Free tax-equivalent yield calculator. Compare municipal bond yields to taxable bond yields after accounting for federal and state tax rates. Find the true after-tax return.
The Tax-Equivalent Yield Calculator converts a tax-free municipal bond yield into its taxable equivalent, helping you compare muni bonds to taxable bonds on an apples-to-apples basis. Municipal bonds are exempt from federal income tax, and if issued in your state, they may also be exempt from state and local taxes.
Because higher-bracket investors save more on taxes, the value of a muni bond increases with your marginal rate. A 3.5% muni yield may be equivalent to 5%+ for someone in the 32% bracket, making munis a powerful tool for tax-efficient investing.
Enter the municipal bond yield, your federal marginal rate, and optional state tax rate to see the taxable-equivalent yield and determine which option provides the better after-tax return. The tax-equivalent yield concept is especially important for investors in high tax brackets, where the tax savings from municipal bonds can more than compensate for their typically lower stated yields. Including state tax exemption in the calculation further increases the advantage for investors in states with high income tax rates.
Comparing a 4% taxable bond to a 3% muni bond is misleading because the taxable bond's yield shrinks after taxes. This calculator converts both to the same after-tax basis, instantly showing which investment provides higher real returns for your specific tax situation. Without this conversion, comparing municipal and taxable bonds is like comparing apples to oranges.
Tax-Equivalent Yield = Municipal Yield / (1 − Combined Tax Rate) Combined Rate = Federal Rate + State Rate × (1 − Federal Rate) [if SALT deductible] Or simply: Combined Rate = Federal Rate + State Rate [if not itemizing] After-Tax Taxable Yield = Taxable Yield × (1 − Combined Tax Rate)
Result: Tax-equivalent yield: 5.56% | Muni wins by 0.56%
At a combined 37% tax rate (32% federal + 5% state for in-state muni), the 3.5% muni yield is equivalent to 5.56% taxable. Since the taxable bond only yields 5%, the muni provides a better after-tax return by 0.56%.
If you purchase municipal bonds issued by your home state, the interest is typically exempt from both federal and state income tax (double tax-free).

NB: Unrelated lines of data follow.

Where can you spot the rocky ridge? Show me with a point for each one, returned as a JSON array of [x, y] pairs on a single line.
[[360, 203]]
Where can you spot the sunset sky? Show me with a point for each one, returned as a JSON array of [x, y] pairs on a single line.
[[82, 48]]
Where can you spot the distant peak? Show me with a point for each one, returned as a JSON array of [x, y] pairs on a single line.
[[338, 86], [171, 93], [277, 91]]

Some states, like California and New York, have high income tax rates, making in-state munis especially valuable. Out-of-state munis are usually subject to state income tax on the interest.
Tax-efficient investing means placing the right assets in the right accounts. Munis should be held in taxable accounts where their tax exemption provides maximum benefit. High-yield taxable bonds and REITs belong in tax-deferred accounts (IRAs, 401k) where they're shielded from annual taxation. Growth stocks with low dividends can go in either.

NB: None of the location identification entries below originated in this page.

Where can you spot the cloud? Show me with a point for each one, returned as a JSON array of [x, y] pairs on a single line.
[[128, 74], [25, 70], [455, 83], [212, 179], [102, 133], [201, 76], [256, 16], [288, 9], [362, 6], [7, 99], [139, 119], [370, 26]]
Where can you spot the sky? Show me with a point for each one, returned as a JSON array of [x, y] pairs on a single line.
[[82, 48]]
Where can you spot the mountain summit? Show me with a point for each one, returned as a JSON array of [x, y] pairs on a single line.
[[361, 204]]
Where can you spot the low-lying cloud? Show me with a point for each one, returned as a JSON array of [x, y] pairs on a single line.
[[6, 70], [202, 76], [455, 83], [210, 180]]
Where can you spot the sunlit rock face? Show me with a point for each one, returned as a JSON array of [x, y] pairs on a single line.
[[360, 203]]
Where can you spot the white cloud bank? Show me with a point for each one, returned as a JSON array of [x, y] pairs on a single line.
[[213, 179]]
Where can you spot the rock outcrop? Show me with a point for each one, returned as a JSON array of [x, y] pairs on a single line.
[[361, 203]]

Investors above the NIIT threshold ($200K single, $250K MFJ) face an additional 3.8% tax on investment income from taxable bonds. Municipal bond interest is exempt from this surtax, making the true tax advantage even larger than the basic federal rate suggests. At the top bracket, a muni's effective advantage can exceed 40% combined.
Tax-equivalent yield (TEY) is the yield a taxable bond would need to offer to match the after-tax return of a tax-exempt municipal bond. It adjusts for the tax savings of the muni to create an apples-to-apples comparison. The formula is: TEY = Muni Yield / (1 − Tax Rate).

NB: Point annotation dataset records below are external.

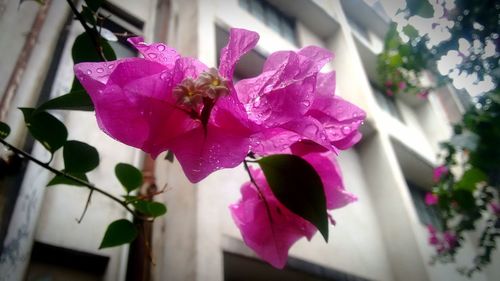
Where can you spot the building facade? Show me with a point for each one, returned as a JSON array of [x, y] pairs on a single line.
[[381, 237]]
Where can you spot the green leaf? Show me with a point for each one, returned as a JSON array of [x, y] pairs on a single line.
[[78, 100], [94, 4], [4, 130], [470, 179], [129, 176], [298, 186], [410, 31], [422, 8], [64, 180], [84, 50], [45, 128], [395, 60], [466, 139], [79, 157], [118, 233], [150, 208]]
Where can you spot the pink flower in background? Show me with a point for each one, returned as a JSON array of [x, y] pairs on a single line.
[[450, 238], [166, 101], [495, 207], [292, 101], [439, 172], [431, 199], [402, 85], [268, 227]]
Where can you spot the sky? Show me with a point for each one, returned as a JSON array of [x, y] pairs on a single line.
[[447, 65]]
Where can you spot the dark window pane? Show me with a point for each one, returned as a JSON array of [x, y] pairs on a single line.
[[427, 214], [272, 19], [245, 4]]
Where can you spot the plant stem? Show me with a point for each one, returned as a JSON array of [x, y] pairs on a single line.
[[71, 177], [252, 180]]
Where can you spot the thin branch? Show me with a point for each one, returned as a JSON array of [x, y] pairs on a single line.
[[94, 35], [86, 206], [261, 194], [72, 178]]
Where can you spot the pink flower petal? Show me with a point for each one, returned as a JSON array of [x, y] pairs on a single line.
[[157, 52], [327, 168], [431, 199], [240, 42], [269, 229], [131, 105], [200, 154]]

Municipal bonds are issued by state and local governments to fund public projects. The federal government exempts the interest from federal income tax to make borrowing cheaper for municipalities. If you buy bonds from your own state, the interest is typically also exempt from state income tax.
Generally, munis become advantageous for investors in the 24% federal bracket and above. At lower brackets, the tax benefit may not compensate for the typically lower nominal yield of munis compared to taxable bonds. The exact break-even depends on the specific yields available.
No. Holding munis in an IRA or 401(k) wastes the tax exemption since those accounts already shelter income from taxes. Munis belong in taxable brokerage accounts where you can benefit from the tax-free income. Use taxable bonds in tax-advantaged accounts instead.
Most muni interest is exempt from federal tax, but some "private activity bonds" may be subject to the Alternative Minimum Tax (AMT). Also, if you sell a muni bond at a gain, the capital gain is taxable. Only the interest income receives the tax exemption.
Municipal bond interest is generally exempt from the 3.8% NIIT as well, making the tax advantage even larger for high-income investors. This means the effective combined rate for comparison should include the NIIT for taxable bonds, further favoring munis.